= Strippergate (Seattle) =

2003 government scandal

Strippergate is the name of a 2003 Seattle government scandal and criminal conspiracy masterminded by Frank Colacurcio Sr., a strip-club magnate, and Frank Colacurcio Jr., his son. Former Washington state governor Al Rosellini assisted the Colacurcios by lobbying six members of the Seattle City Council and raising funds for three of the politicians. The scandal is unrelated to the 2000 scandal in San Diego sometimes called by the same name.

In June 2003, James Bush, a reporter for the North Seattle Sun, reported city council members Judy Nicastro, Jim Compton and Heidi Wills received large amounts of campaign donations from the Colacurcio family and their business associates. Eventually, investigators determined the campaign contributions totaled $36,000. The prosecutor found that no councilmember, Nicastro, Wills or Compton did anything wrong.

At the same time, the Colacurcios were seeking to expand parking at Rick's, their strip club in the Lake City neighborhood of Seattle. The parking expansion required zoning changes and had been rejected in previous years by the city council.

The parking expansion was opposed by the neighbors who lived behind Rick's nightclub. People who lived in Seattle in the 1950s and 1960s knew of Colacurcio Sr.'s reputation. He was known as "Seattle's longest-running crime figure, [and] often was portrayed by law-enforcement officials and the news media as one of Seattle's most notorious racketeering figures."

On June 16, 2003, in a 5–4 vote, the council approved the parking zoning changes allowing them to use their existing land for parking requested by the Colacurcios. Nicastro, Compton and Wills, who had received donations from the Colacurcios and their associates, voted in favor of the parking-lot expansion.
This vote was consistent with all their previous land use votes not associated with the Colacurcios.

As the scandal blew up in the press, Seattle P-I writer Lewis Kamb first reported that City Hall insiders were referring to it as "StripperGate" during a July 26, 2003 profile of the elder Colacurcio and his family's notorious past. In part, the story read:

Frank Colacurcio is 86 years old. A halo of white hair and tinted bifocals frame a round face and otherwise shiny pate. The brawn that once described his build in long-yellowed newspaper clippings has mostly vanished with age, much like his name from headlines in recent years. The name is back in newsprint again, enmeshed in what some city insiders call tongue-in-cheek 'StripperGate'—but what Colacurcio dismisses as nothing more than a trumped-up scandal not worth the two-bits that decades ago fed the jukeboxes and pinball machines that helped spawn an adult entertainment empire. Officially, it's Frank Jr.—Colacurcio's 41-year-old only child—who runs the family's nightclub operations now. And officially, it's political donations by Frank Jr. and his associates that are raising eyebrows these days: at least $31,000 split among City Council members Judy Nicastro, Heidi Wills and Jim Compton. More than half of that money went to Nicastro.

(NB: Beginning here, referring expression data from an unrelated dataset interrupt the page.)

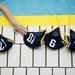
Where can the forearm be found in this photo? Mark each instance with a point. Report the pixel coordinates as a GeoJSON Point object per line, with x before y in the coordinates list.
{"type": "Point", "coordinates": [7, 13]}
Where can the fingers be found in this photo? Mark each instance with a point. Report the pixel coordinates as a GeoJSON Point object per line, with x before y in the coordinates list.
{"type": "Point", "coordinates": [20, 29]}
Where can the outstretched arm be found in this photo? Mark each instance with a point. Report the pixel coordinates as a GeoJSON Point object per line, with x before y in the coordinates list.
{"type": "Point", "coordinates": [16, 25]}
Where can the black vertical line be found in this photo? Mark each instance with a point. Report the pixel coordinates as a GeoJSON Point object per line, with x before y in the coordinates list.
{"type": "Point", "coordinates": [7, 51]}
{"type": "Point", "coordinates": [45, 56]}
{"type": "Point", "coordinates": [20, 57]}
{"type": "Point", "coordinates": [2, 30]}
{"type": "Point", "coordinates": [7, 57]}
{"type": "Point", "coordinates": [65, 72]}
{"type": "Point", "coordinates": [58, 57]}
{"type": "Point", "coordinates": [71, 59]}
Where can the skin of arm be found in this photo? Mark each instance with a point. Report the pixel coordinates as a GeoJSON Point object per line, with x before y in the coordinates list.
{"type": "Point", "coordinates": [17, 27]}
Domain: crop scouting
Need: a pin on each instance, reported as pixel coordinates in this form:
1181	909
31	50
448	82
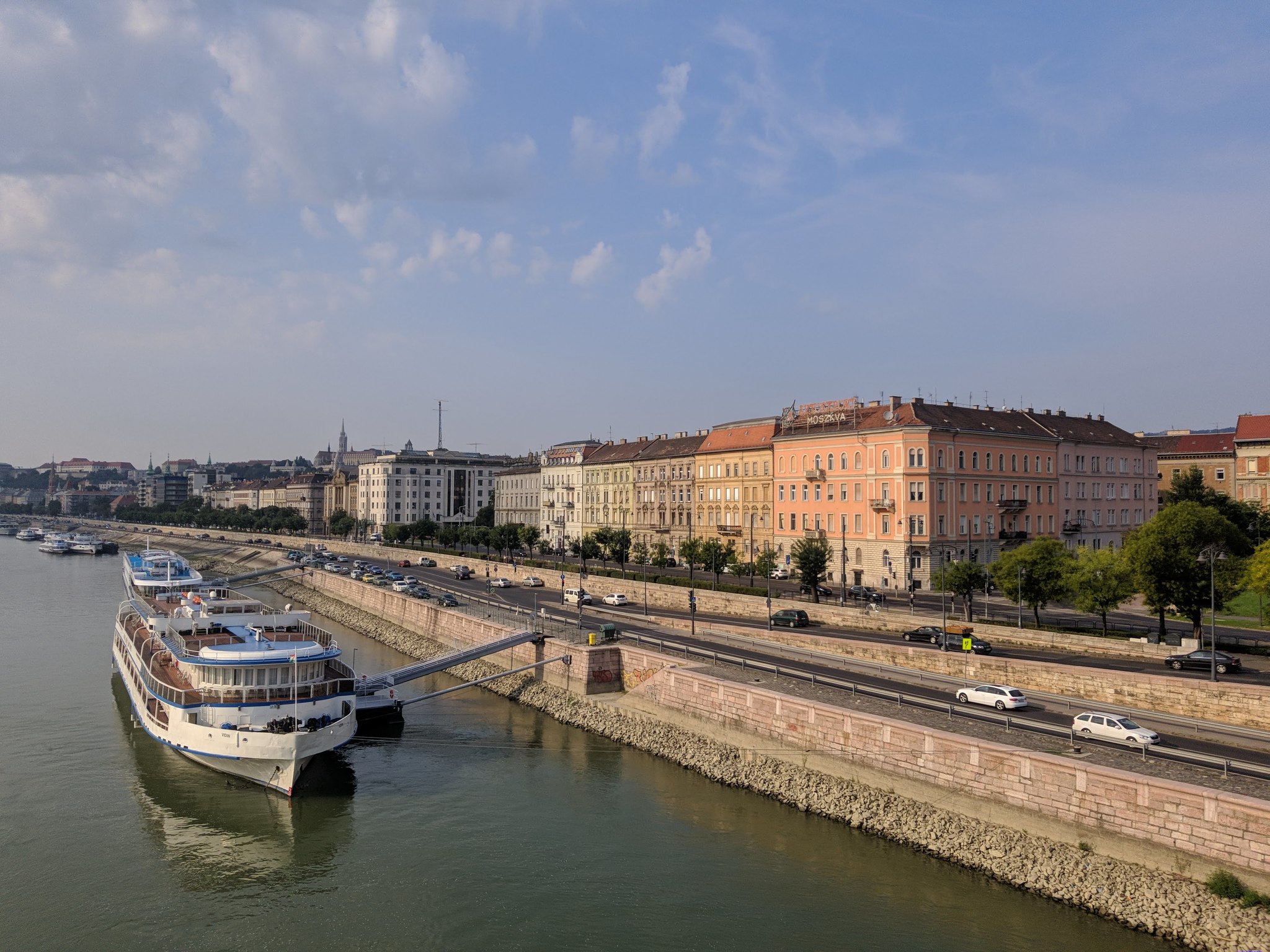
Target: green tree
530	536
765	564
1163	555
810	558
1101	582
962	579
1046	565
340	523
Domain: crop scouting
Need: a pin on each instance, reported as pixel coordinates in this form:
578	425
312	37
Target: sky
228	226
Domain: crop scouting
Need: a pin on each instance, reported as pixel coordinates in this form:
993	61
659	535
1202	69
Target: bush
1226	885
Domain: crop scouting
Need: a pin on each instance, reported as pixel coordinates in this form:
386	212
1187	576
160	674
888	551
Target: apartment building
440	484
734	484
609	485
1253	459
1110	479
517	493
666	489
561	490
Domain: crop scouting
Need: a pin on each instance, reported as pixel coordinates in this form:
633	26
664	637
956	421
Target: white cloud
676	268
313	224
355	216
664	121
499	255
592	146
593	266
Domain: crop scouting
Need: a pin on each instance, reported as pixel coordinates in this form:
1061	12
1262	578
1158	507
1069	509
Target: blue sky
226	226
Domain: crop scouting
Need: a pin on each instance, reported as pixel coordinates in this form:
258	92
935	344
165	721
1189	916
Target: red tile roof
1253	427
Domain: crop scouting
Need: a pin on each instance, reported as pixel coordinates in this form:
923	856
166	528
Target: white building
561	490
438	484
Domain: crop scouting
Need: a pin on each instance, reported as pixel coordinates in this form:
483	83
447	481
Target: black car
791	617
864	592
1204	660
826	592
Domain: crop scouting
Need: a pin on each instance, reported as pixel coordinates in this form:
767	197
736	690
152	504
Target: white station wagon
1100	724
998	696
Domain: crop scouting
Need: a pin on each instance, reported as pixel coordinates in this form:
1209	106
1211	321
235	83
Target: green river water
484	827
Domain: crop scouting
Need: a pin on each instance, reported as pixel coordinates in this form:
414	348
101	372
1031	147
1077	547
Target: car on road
1099	724
791	619
998	696
1204	660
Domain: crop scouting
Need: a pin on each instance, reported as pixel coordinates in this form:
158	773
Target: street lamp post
1210	553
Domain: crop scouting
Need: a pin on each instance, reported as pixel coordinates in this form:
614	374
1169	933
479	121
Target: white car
1100	724
998	696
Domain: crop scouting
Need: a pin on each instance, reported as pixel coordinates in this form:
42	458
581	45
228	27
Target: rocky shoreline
1170	907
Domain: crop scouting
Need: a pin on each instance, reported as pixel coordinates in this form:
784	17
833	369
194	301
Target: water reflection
221	833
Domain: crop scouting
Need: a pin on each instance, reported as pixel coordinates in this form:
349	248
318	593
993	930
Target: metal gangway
373	703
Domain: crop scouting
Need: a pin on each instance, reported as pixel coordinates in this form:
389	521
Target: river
484	827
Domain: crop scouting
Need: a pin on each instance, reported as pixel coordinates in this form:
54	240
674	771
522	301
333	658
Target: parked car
864	592
791	617
1100	724
1204	660
998	696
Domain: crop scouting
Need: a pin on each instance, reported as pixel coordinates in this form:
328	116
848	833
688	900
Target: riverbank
1166	906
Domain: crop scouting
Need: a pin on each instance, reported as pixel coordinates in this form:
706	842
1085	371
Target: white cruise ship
229	682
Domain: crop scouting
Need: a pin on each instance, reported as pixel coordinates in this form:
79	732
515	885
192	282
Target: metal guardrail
1009	721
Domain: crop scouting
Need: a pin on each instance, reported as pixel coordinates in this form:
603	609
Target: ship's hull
273	760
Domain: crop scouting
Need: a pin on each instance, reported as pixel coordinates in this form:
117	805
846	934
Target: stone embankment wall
1225	702
1168	906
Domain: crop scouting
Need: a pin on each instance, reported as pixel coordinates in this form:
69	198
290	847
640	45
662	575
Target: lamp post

The Council members returned all the money.

After investigations by the Seattle Ethics and Elections Commission and the King County Prosecutor's Office, the Colacurcios' associates' donations were revealed to be "political money laundering" according to King County Prosecuting Attorney Norm Maleng. In order to circumvent campaign finance laws, the Colacurcios had given $36,000 to their associates with instructions to contribute the funds to Nicastro, Compton and Wills. The committee further concluded that Nicastro, Compton, and Wills had done nothing wrong and had no knowledge of the source of funds.

In January 2008, the Colacurcios both pleaded guilty to felony charges and paid King County $20,000 in fines for criminal violations. In a civil suit brought by the Seattle Ethics and Elections Commission, the Colacurcios paid $55,000 in fines for breaking city election laws.

Heidi Wills unsuccessfully attempted to return to the Seattle City Council in 2019.